State police confirmed the death of the murderer of three gay men as a suicide after he was found unresponsive in his cell at a state-corrections facility in Frackville June 15.
Trooper David Beohm, a state police spokesperson, confirmed the suicide of Arnold Mulholland to PGN following an investigation.
“The death was ruled a suicide. We investigate all our incidents thoroughly. In doing so, we are assured that we have the right conclusion,” Beohm said. He declined to disclose how Mulholland killed himself.
Mulholland was serving three consecutive life sentences at SCI Mahanoy State Correctional Institution. He pled guilty to first-degree murder in 1990 in the killings of Tracy Griffin, Alexander Munchweiler and David Johnson.
Mulholland claimed he killed his first victim, Griffin, because Griffin raped his then-girlfriend. The girlfriend denied any rape in her statement to police, telling them instead that Mulholland killed Griffin.
PGN reported in May 1989 that Mulholland was arrested the same month as a suspect in Griffin’s murder. He was subsequently charged with murder, robbery, theft, receiving stolen property and possession of instruments of crime. He then was suspected of being connected to the murders of the two other men.
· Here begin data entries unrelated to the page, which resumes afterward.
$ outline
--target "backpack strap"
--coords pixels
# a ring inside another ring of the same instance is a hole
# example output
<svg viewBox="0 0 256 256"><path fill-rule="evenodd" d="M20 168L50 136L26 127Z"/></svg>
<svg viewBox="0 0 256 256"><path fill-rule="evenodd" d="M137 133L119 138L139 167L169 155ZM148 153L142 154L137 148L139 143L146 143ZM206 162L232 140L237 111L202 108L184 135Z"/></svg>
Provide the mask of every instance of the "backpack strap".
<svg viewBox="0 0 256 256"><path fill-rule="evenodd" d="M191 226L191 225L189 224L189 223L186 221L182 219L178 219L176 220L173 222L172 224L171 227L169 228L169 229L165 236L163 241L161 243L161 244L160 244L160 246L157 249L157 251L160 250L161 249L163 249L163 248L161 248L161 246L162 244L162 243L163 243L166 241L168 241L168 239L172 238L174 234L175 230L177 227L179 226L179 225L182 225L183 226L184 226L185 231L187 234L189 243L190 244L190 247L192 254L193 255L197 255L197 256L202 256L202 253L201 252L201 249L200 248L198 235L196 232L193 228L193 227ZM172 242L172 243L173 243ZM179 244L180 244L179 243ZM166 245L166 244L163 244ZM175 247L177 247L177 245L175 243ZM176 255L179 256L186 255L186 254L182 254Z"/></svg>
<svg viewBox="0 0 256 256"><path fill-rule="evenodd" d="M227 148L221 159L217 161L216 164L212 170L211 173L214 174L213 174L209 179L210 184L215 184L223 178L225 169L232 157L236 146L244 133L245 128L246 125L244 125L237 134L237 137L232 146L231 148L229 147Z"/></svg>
Mulholland’s girlfriend testified against him during a preliminary hearing in 1989. A police investigation revealed that Mulholland was known to frequent a popular male-hustler hangout. The girlfriend said he promised gay men sex for $20 and that, after being invited into their homes, he would rob and kill them. In his statement to police in 1989, Mulholland described gays as “sick.”
Mulholland was charged in June 1989 with murdering Munchweiler and Johnson. Officer Nanette Kober described Munchweiler’s home to PGN after responding to the paramedic’s call when his body was found:
“The apartment was completely disheveled. There was blood all over the floor and a body of a white male lying face up with a pair of scissors protruding from his chest.”
PGN reported in 1990 that the guilty plea was the result of negations between then-Assistant District Attorney Barber Christie and Perry De Marco, Mulholland’s attorney. Mulholland was subsequently handed three life sentences without the possibility of parole.
“We decided not to risk the death penalty and decided to negotiate a plea for life,” De Marco told PGN when Mulholland was sentenced.
Griffin, Munchweiler and Johnson were among eight gay men who were murdered in Philadelphia in the spring and summer of 1989.